In response to the On Leadership question: Can Americans handle the painful truth about government budget deficits -- that getting them under control will require both tax increases and cuts in government services -- or will they reject any leader who dares to deliver it? What's a leader to do?
The leader is a truth teller.
Americans are just beginning to hear the truth about the budget deficit- its history, content, and its complexity. If we assume the responsibility required of every citizen in a democracy--to be educated and well-informed--we will be in a better position to respond responsibly to reality.
The leader manages anxiety.
There are no easy answers, no quick solutions and there will be consequences we will endure from past and present decisions. We are going to suffer a bit longer, but if we can trust that our leaders are moving in the right direction, and if we have hope that the present conditions will eventually be much improved, we won't succumb to cynicism or despair. Both of these states are the enemies of reason and good judgment. Progress results from trust and hope.
The leader must do what is right not what is popular.
The President is in the precarious position of having to respond to multiple competing and conflicting claims. There are those who think spending more money in the short term is a necessary evil; others think that cutting costs is our only option. A few believe that both of these choices need to be implemented. It will be his well reasoned judgment, thoughtful reflection and deliberation, not the desire to please everyone, that will differentiate as a leader.

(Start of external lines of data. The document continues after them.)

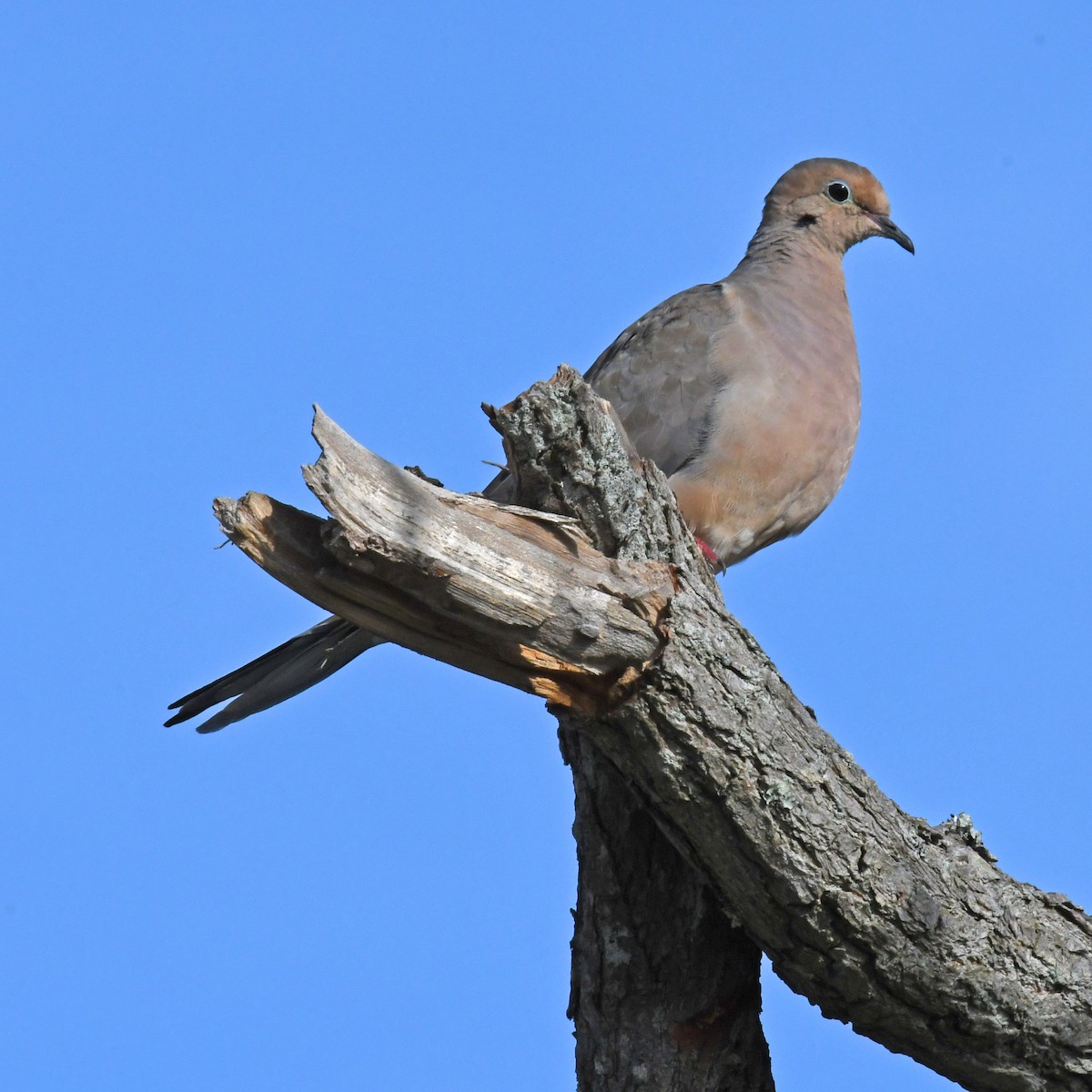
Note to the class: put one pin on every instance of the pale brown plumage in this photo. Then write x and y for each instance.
(746, 392)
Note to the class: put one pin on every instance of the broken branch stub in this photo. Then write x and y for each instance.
(905, 929)
(517, 595)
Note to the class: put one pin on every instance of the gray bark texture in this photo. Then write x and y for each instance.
(598, 599)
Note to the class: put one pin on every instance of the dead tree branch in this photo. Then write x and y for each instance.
(907, 931)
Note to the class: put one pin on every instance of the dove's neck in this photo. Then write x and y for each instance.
(793, 287)
(781, 250)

The leader communicates meaning.
What will enable Americans to delay a sense of entitlement or to quell the desire for immediate gratification or quick fixes is the belief that we are acting prudently and that we can trust that we are being told the facts and what they mean. Influencing our opinions is within the power of the President. What is within the power of the American people is to listen and understand all of the facts and the impact they will have on all of us. We are not going to reduce the deficit in one year, especially a year like the previous one. What we can reasonably expect are markers of progress toward reducing the deficit. Anything else is perpetuating a delusion.
We must be reminded that true change is not an event; it is a process, and the process is one that demands that all of us act responsibly.